Parler d’absence dans une institution de santé est un vrai défi. Le sujet dérange, parfois irrite, souvent inquiète. Pourtant, l’éviter serait une erreur. Car l’absence n’est pas qu’un indicateur: c’est un signal. Et, très concrètement, une réalité qui bouscule les équipes au quotidien.

Dans notre institution, l’absentéisme pèse entre 10 et 15 millions de francs par an. Le chiffre frappe, mais il ne dit pas l’essentiel: les plannings qui se défont à l’aube, les réorganisations de dernière minute, la charge qui glisse vers les présent, et, en toile de fond, la qualité et la sécurité des soins qu’il faut préserver sans compromis.
Nous nous sommes posé des questions simples et structurantes. Fallait il lancer un programme global, uniforme, censé s’appliquer à tous? Devions nous renforcer les règles, centraliser davantage, standardiser les réponses? Nous avons observé d’autres modèles, y compris très centralisés, où les décisions RH façonnent les équipes à distance du terrain. Nous avons compris que ce n’était pas notre voie.
Notre choix a été clair: assumer un modèle décentralisé, confiant dans les cadres de proximité. Le cadre recrute, construit son équipe, pilote, régule, décide. Les RH soutiennent, sécurisent, conseillent, accompagnent. Cette cohérence est déterminante. L’absence se gère là où elle se vit, au plus près des réalités humaines et organisationnelles.
Ce chemin a exigé de l’humilité. Nous avons confronté nos pratiques, échangé avec d’autres hôpitaux, accepté de revisiter certaines certitudes. Trois apprentissages en sont ressortis.

Premier constat: les grandes campagnes institutionnelles rassurent, mais ne transforment pas toujours durablement. Ce qui change les dynamiques, ce sont des actes managériaux concrets, répétés, visibles. Dans une unité où les absences courtes culminaient en début de semaine, la reprise des plannings, la clarification des attentes et la systématisation des retours ont suffi à infléchir la tendance. Pas d’effet d’annonce, mais de la cohérence et de l’équité perçue.

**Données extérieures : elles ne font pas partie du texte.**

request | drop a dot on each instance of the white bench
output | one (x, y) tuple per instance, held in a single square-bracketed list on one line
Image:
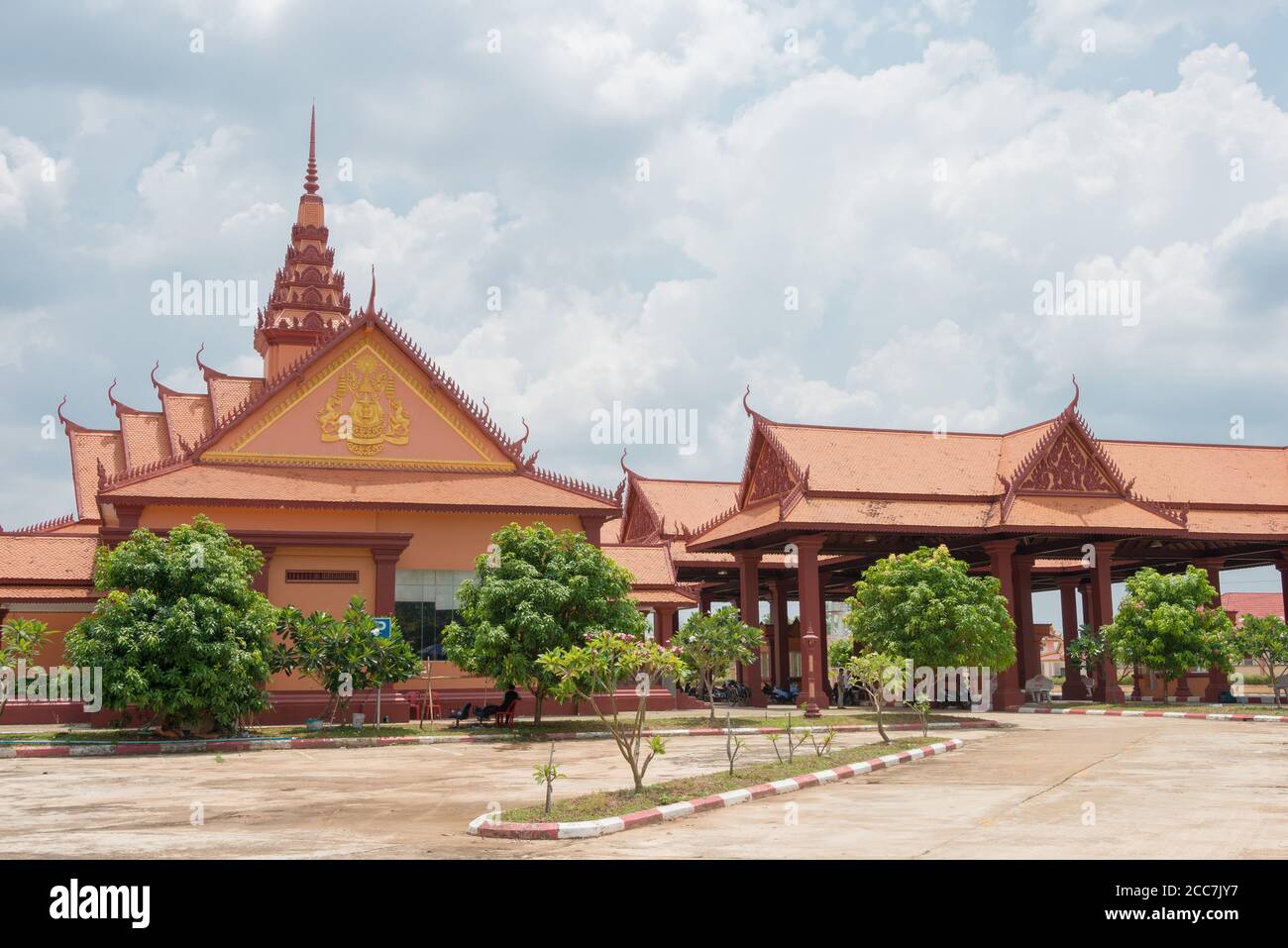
[(1038, 689)]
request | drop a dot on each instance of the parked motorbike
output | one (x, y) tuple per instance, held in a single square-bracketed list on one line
[(778, 695)]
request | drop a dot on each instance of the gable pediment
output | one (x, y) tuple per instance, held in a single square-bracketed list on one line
[(1068, 467), (364, 403)]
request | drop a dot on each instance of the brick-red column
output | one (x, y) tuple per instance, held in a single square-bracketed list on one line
[(1025, 648), (1218, 679), (1008, 693), (261, 582), (386, 565), (784, 656), (822, 631), (664, 621), (812, 691), (748, 594), (592, 528), (1073, 687), (1103, 597)]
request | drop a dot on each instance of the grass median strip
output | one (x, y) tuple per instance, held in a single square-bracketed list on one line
[(520, 730), (622, 801)]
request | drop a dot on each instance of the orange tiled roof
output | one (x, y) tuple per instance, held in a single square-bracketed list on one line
[(188, 417), (648, 563), (54, 559), (320, 487), (91, 450), (1205, 473), (1253, 603), (1050, 475), (686, 502), (146, 438), (664, 596), (230, 391), (48, 594), (876, 462)]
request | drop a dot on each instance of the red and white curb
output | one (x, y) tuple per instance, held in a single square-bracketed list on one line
[(134, 749), (583, 830), (1186, 715)]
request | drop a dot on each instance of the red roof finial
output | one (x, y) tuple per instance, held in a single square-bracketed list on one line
[(310, 176)]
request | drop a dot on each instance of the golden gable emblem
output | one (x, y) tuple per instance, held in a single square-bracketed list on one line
[(364, 411)]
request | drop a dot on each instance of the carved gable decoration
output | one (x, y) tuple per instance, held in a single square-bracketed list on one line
[(771, 476), (366, 404), (643, 522), (1068, 468)]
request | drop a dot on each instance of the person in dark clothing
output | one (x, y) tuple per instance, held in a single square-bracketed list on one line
[(507, 700)]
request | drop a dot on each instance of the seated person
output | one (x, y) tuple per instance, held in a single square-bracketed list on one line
[(507, 700)]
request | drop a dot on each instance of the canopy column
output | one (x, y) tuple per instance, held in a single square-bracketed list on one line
[(664, 622), (1218, 681), (1073, 687), (1026, 652), (782, 648), (748, 586), (1103, 603), (1008, 693), (812, 682)]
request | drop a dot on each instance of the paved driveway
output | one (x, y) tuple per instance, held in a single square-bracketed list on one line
[(1044, 786)]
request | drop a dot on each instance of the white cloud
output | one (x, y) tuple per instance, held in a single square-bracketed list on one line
[(31, 180)]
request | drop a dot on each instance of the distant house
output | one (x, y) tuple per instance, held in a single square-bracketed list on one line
[(1252, 604), (1239, 604)]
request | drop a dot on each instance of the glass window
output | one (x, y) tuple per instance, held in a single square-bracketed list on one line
[(425, 604)]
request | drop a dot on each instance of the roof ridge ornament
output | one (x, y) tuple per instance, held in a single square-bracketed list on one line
[(310, 174)]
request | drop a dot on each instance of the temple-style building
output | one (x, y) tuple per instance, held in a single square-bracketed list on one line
[(353, 463), (1048, 506), (357, 467)]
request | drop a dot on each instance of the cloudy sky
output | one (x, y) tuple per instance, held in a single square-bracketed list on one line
[(907, 171)]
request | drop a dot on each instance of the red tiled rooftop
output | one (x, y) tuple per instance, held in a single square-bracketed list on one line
[(320, 487), (1253, 603), (55, 558)]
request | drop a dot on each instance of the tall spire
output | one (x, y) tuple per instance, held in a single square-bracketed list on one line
[(310, 175), (308, 301)]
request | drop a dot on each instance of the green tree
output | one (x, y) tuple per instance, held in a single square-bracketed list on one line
[(344, 655), (1168, 622), (881, 678), (925, 605), (1085, 655), (180, 633), (1265, 639), (840, 651), (591, 673), (709, 644), (21, 640), (536, 590)]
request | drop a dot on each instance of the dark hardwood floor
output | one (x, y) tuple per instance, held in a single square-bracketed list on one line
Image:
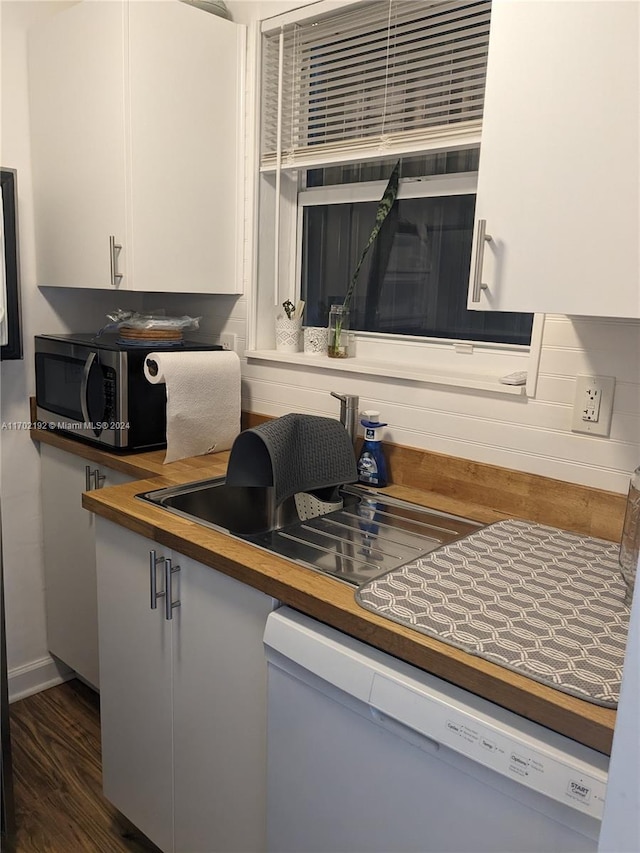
[(55, 740)]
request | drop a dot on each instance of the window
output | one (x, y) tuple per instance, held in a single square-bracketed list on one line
[(414, 280), (344, 96)]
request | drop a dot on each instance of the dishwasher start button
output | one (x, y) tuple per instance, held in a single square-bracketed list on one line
[(579, 791)]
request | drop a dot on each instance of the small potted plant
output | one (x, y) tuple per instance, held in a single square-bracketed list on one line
[(339, 314)]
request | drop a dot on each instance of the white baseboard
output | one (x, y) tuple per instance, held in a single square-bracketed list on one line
[(36, 676)]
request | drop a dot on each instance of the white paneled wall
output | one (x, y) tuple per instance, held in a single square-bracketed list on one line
[(532, 435)]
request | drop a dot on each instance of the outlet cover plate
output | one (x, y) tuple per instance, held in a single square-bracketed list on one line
[(593, 404)]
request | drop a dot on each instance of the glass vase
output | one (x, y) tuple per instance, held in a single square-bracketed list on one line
[(338, 332)]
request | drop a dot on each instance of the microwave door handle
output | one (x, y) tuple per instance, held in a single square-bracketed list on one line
[(84, 385)]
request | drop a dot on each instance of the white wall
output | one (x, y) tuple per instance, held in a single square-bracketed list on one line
[(530, 435), (52, 311)]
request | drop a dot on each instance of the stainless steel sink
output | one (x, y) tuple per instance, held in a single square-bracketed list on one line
[(369, 535)]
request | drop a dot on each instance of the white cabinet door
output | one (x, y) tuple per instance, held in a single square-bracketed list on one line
[(76, 82), (558, 180), (70, 560), (183, 701), (220, 713), (186, 148), (137, 125), (135, 684)]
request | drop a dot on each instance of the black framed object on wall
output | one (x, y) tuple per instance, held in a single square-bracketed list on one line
[(10, 325)]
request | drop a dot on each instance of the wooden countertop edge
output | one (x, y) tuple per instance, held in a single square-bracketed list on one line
[(333, 603)]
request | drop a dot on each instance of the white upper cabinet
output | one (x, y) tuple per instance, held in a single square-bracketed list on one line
[(559, 181), (137, 142)]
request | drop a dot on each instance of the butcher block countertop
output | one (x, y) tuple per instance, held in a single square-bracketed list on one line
[(481, 492)]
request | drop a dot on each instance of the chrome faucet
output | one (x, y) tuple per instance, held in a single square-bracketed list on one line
[(348, 413)]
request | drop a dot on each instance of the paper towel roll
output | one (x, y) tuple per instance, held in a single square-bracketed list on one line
[(203, 399)]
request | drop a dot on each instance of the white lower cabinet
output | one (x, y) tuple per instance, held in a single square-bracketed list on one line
[(183, 700), (70, 557)]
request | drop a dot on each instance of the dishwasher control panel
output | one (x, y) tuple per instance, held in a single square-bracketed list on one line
[(510, 752)]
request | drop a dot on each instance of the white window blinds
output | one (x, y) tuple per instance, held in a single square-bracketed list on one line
[(384, 77)]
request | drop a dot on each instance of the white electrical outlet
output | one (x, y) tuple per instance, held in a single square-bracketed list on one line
[(593, 404), (228, 342)]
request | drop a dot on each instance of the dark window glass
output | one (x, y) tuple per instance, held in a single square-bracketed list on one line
[(414, 280)]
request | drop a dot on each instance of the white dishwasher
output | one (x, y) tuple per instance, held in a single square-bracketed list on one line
[(367, 753)]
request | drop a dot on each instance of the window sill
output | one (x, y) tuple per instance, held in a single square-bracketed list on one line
[(459, 379)]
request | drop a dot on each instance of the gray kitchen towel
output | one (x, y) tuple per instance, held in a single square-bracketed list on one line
[(294, 453), (544, 602)]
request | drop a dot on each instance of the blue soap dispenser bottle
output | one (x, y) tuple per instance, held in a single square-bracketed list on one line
[(372, 466)]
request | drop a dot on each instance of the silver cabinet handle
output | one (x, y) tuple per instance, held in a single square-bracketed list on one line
[(153, 563), (93, 479), (481, 238), (169, 570), (114, 251)]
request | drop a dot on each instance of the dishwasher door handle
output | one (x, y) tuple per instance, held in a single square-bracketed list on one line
[(405, 732)]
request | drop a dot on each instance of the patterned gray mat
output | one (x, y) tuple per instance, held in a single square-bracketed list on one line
[(543, 602)]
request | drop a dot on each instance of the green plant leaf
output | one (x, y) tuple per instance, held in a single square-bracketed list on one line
[(384, 206)]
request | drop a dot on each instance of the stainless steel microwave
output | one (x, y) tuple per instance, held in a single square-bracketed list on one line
[(94, 389)]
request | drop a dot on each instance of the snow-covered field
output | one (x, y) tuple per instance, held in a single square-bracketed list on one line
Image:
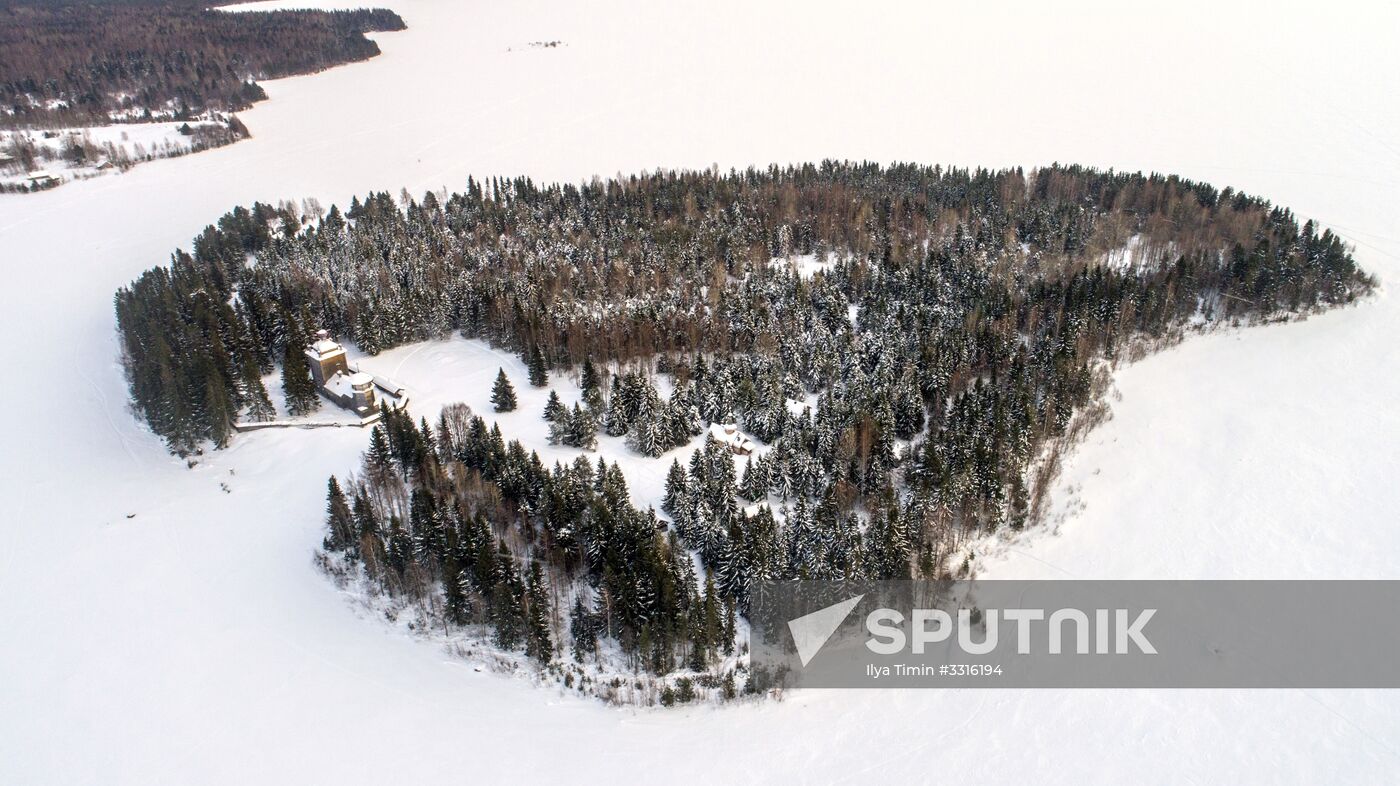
[(193, 642), (112, 147)]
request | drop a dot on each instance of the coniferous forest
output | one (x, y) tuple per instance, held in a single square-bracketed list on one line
[(956, 327), (65, 62)]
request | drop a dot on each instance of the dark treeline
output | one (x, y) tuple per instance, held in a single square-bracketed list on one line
[(73, 63), (980, 293), (903, 393), (517, 545)]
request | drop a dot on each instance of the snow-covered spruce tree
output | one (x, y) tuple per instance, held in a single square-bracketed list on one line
[(538, 643), (503, 395), (297, 385), (535, 362), (553, 408)]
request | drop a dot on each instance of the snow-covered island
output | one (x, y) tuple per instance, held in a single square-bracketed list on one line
[(839, 370)]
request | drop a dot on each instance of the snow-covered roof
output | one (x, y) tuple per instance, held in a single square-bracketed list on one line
[(340, 384), (325, 346), (730, 435)]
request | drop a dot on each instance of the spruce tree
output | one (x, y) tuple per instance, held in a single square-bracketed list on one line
[(340, 528), (553, 408), (538, 376), (538, 643), (297, 385), (503, 395)]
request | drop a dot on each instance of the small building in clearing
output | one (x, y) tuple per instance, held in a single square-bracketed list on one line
[(730, 436), (352, 390)]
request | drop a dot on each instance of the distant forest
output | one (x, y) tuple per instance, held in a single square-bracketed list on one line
[(958, 328), (88, 62)]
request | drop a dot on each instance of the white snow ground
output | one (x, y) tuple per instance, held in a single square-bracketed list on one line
[(195, 642)]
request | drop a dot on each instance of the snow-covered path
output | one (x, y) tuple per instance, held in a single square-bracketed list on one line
[(195, 642)]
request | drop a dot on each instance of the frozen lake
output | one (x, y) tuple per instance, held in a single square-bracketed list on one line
[(195, 642)]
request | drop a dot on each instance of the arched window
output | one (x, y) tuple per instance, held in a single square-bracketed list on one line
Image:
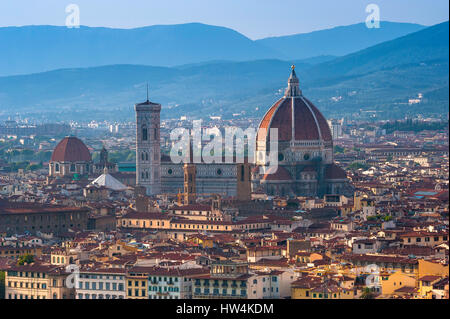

Deuxième constat: l’entretien de retour ne se résume pas à une simple formalité administrative. C’est un moment clé de management. Lorsqu’il disparaît, l’absence se banalise. Lorsqu’il est mené avec justesse, il restaure le lien et redonne du sens.
Troisième constat: l’anticipation vaut mieux que la réaction. Nous avons instauré des échanges réguliers entre cadres, RH et médecine du personnel. Non pour contrôler, mais pour réfléchir et décider plus tôt. Aménagement temporaire, reprise progressive, adaptation de poste: autant de décisions qui stabilisent les situations avant qu’elles ne deviennent chroniques.
Sur ces bases, nous avons structuré notre plan «S’unir pour agir», construit avec et pour le terrain. Le taux s’est stabilisé à 8 %. Ce n’est ni un exploit ni un aboutissement. C’est un point de départ. La démonstration qu’une mobilisation collective peut infléchir une trajectoire.
Moins de discontinuité, plus de stabilité, moins d’énergie dépensée à réexpliquer dans l’urgence. Le bénéfice est immédiat pour les équipes comme pour les patient·e·s.
Nous avons également renforcé l’alignement managérial. Un séminaire dédié a permis de partager des repères communs: conduire un entretien de retour, documenter sans rigidifier, maintenir une posture équilibrée entre écoute et exigence. L’enjeu est clair: passer d’une gestion réactive à une posture proactive, cohérente et équitable. Enfin, un levier souvent sous estimé concerne la charge administrative. Quand le cadre consacre ses soirées à consolider des tableaux, il perd du temps de présence managériale. Nous expérimentons donc des outils numériques pragmatiques: comptes rendus automatisés, tableaux de bord simplifiés, alertes sur les signaux faibles. L’objectif reste constant: libérer du temps pour la relation humaine.
Et si nous devions recommencer? Nous investirions encore plus tôt dans le soutien aux cadres. Car la clé est là. Le sur mesure, porté par celles et ceux qui connaissent leurs équipes. L’absence n’est jamais seulement une question d’absence: elle révèle la solidité d’une culture institutionnelle et la confiance accordée à ses managers. Gérer l’absence est un travail de fond. Exigeant, parfois inconfortable, toujours collectif. Une manière, aussi, de prendre soin de celles et ceux qui soignent.